Morgan Stanley (NYSE: MS) Takes First Step to Building Securities Platform in China

In a first step towards forming a new joint venture to tap China’s domestic securities market, Morgan Stanley (MS) has shortlisted bidders in an attempt to sell its 34.3% stake in China International Capital Corp. (CICC).

As reported in the Wall Street Journal, according to people familiar with the situation the list of bidders whose offers were considered attractive enough to conduct due diligence on the Chinese investment bank has been narrowed to include five U.S. private-equity firms: Bain Capital LLC, Carlyle Group LP, General Atlantic LLC, Kohlberg Kravis Roberts & Co., and TPG.

The other bidder selected to conduct due diligence is Taiwan’s Fubon Financial Holding Co. Fubon’s selection is surprising because cross-border investments involving Taiwan and mainland China in the financial industry remain sensitive, even as barriers to some cross-Straits investments have been removed under Taiwan’s current government.

Morgan Stanley’s 34.3% stake in China’s first joint-venture securities firm could be worth up to $1 billion and has attracted wide attention.

The sale is seen as a crucial first step for the Wall Street firm to build a new securities platform in China. That’s because Chinese regulators have ruled that Morgan Stanley must first sell its passive stake in CICC before it can form a new joint venture to tap China’s domestic securities market.

Morgan Stanley has selected a broad field of candidates to conduct due diligence on CICC to improve the chances of getting a sufficiently attractive binding offer in the coming months. Bidders will review CICC’s books and interview management to determine the maximum amount they are willing to offer for the stake.

Morgan Stanley revived the sale process in recent months, asking for first-round indicative bids in early November. The Wall Street firm is hoping potential buyers could offer more for the stake than previous bids made in early 2008. Global economic recovery and a rebound in China’s investment-banking market could make its CICC stake more attractive.

However, the sale is not without complications. First, the CICC stake sale is politically sensitive. The securities firm’s largest shareholder is the country’s sovereign wealth fund, China Investment Corp., and CICC’s chief executive is Levin Zhu, the son of former Chinese premier Zhu Rongji. Support from both Mr. Zhu and the Chinese sovereign fund will be important in concluding a deal.

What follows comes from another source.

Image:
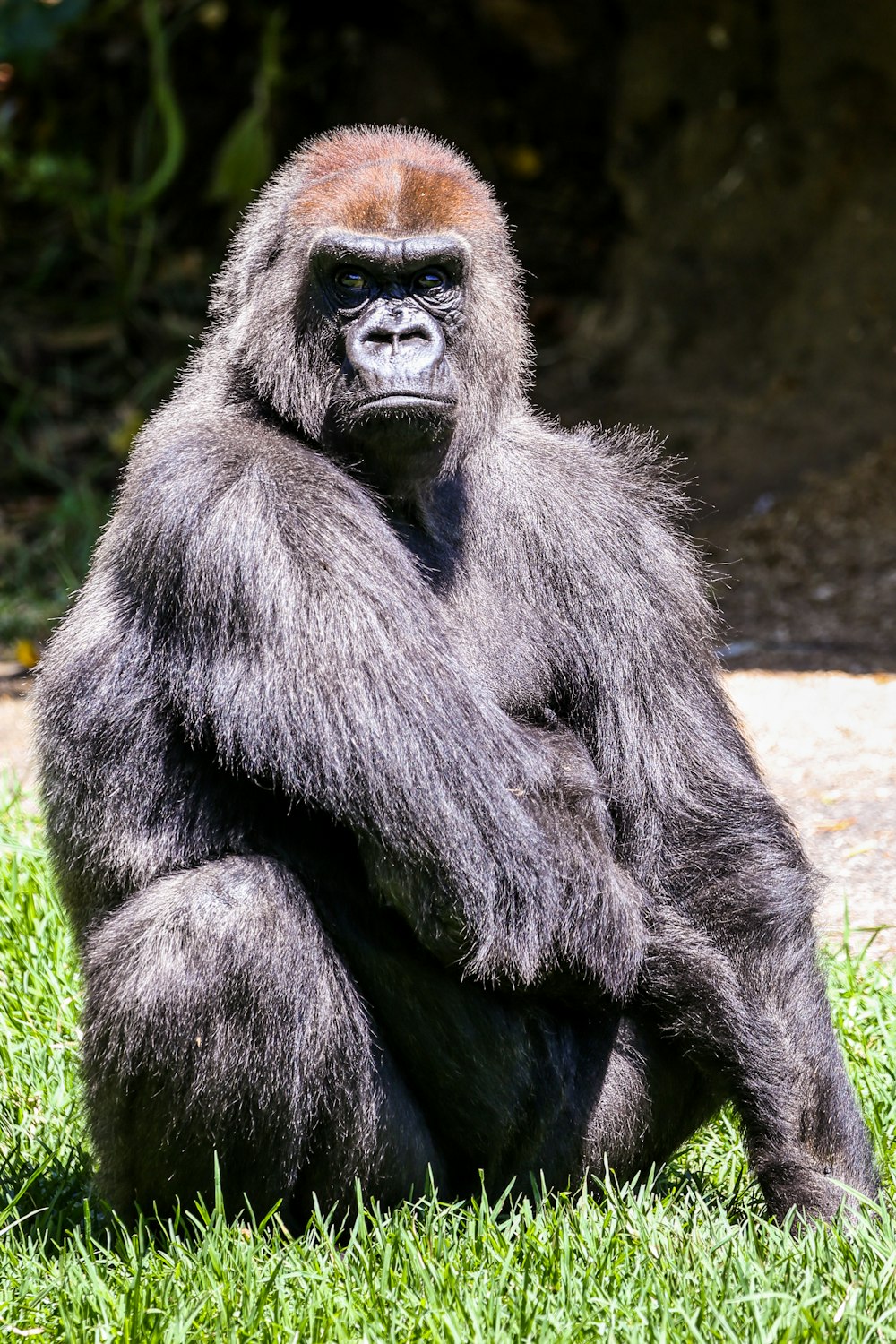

Second, Government of Singapore Investment Corp., another state-owned fund, which already owns a 7.35% stake in CICC, is reviewing its options to potentially increase its stake as part of the process, according to one person familiar with the situation.

And a third complication in the sale process is the existence of so-called “phantom shares” granted to CICC’s management as an incentive. These shares offer dividends like ordinary shares but don’t give their holders voting power or board representation. CICC’s management owns 20% of the company’s economic value through the phantom share program and Morgan Stanley’s 34.3% stake would be diluted to 27.4% if the phantom shares were converted to ordinary shares.